Japanese artificial intelligence startup Sakana AI recently released an innovative technology called "AI CUDA Engineer", a system designed to generate highly optimized CUDA cores through automated processes, thereby significantly improving the operational efficiency of machine learning operations. The system has increased the common PyTorch operation speed by 10 to 100 times through the evolution of large language model (LLM)-driven code optimization technology, marking a major breakthrough for AI in the field of GPU performance optimization.
CUDA cores are the core of GPU computing, and their writing and optimization usually require a deep technical background and a high level of expertise. Although existing frameworks such as PyTorch provide convenient usage, they often fail to match manually optimized kernels in performance.
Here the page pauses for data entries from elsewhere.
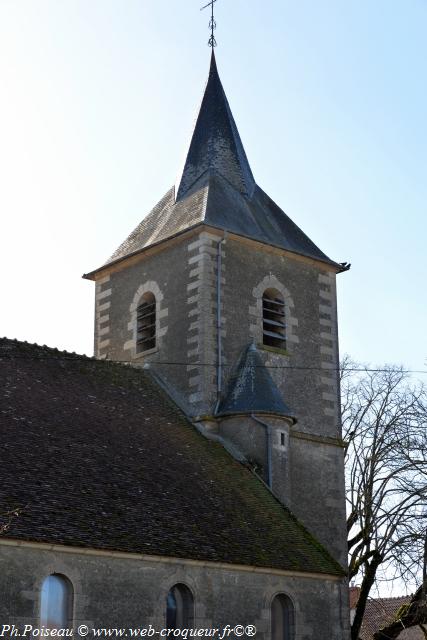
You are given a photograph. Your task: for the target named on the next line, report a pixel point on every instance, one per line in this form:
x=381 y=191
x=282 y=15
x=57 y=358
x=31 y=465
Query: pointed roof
x=251 y=389
x=216 y=188
x=215 y=144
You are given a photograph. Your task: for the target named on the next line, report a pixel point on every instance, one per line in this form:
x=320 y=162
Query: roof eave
x=340 y=267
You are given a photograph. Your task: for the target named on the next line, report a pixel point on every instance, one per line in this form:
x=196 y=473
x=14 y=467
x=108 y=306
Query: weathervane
x=212 y=24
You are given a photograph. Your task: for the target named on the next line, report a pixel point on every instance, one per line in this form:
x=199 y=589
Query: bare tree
x=384 y=426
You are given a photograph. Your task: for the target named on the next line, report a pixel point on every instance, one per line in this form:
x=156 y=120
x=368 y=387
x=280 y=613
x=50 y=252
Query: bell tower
x=233 y=310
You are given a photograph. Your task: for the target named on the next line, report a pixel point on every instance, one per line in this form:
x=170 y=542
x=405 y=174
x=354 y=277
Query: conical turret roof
x=251 y=389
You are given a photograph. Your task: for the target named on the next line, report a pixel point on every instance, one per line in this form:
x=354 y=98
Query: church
x=189 y=475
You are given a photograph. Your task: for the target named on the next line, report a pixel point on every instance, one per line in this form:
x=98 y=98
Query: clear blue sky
x=98 y=101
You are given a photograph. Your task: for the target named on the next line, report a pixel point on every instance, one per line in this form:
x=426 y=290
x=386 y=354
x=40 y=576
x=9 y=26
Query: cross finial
x=212 y=23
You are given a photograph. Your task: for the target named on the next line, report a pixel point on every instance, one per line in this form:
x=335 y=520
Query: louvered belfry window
x=146 y=323
x=273 y=319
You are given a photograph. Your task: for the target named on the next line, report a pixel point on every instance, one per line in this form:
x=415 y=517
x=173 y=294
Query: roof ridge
x=215 y=142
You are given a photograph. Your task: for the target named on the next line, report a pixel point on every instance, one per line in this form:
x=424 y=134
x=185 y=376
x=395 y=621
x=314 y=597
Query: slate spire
x=251 y=389
x=215 y=144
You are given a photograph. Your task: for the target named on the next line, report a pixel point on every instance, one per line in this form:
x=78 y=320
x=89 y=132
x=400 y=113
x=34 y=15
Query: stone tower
x=233 y=309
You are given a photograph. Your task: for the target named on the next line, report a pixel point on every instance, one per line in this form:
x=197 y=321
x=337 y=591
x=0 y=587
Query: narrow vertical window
x=146 y=323
x=56 y=603
x=273 y=319
x=282 y=618
x=180 y=608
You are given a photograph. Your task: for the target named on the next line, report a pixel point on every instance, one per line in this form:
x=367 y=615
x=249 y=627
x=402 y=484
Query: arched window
x=56 y=603
x=273 y=319
x=146 y=323
x=282 y=618
x=180 y=608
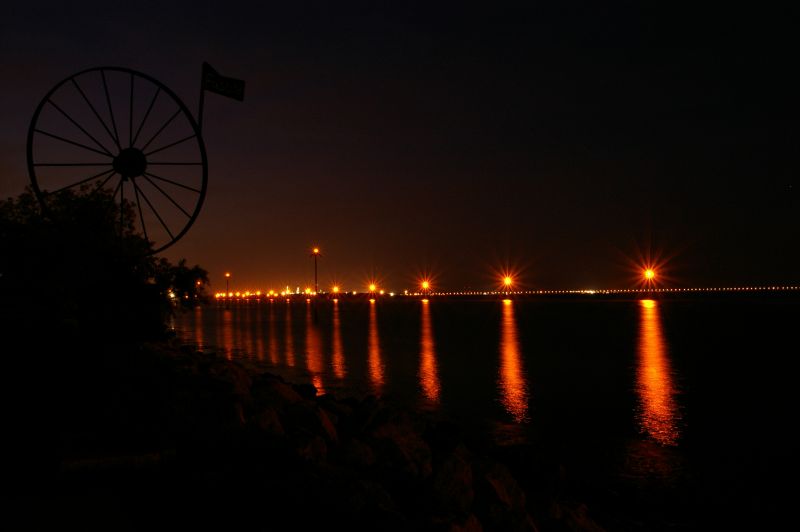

Sakana AI's "AI CUDA Engineer" solved this problem through an intelligent workflow. It not only automatically converts PyTorch code into an efficient CUDA core, but also performs performance tuning through evolutionary algorithms, and even integrates multiple cores to further improve runtime efficiency.

User @shao__meng on the X platform compared this technology to "installing an automatic gearbox for AI development", allowing ordinary code to "automatically upgrade to racing-level performance." Another user @FinanceYF5 also pointed out in the post that the launch of the system demonstrates the potential of AI self-optimization and may bring a revolutionary improvement to the efficiency of future computing resource use.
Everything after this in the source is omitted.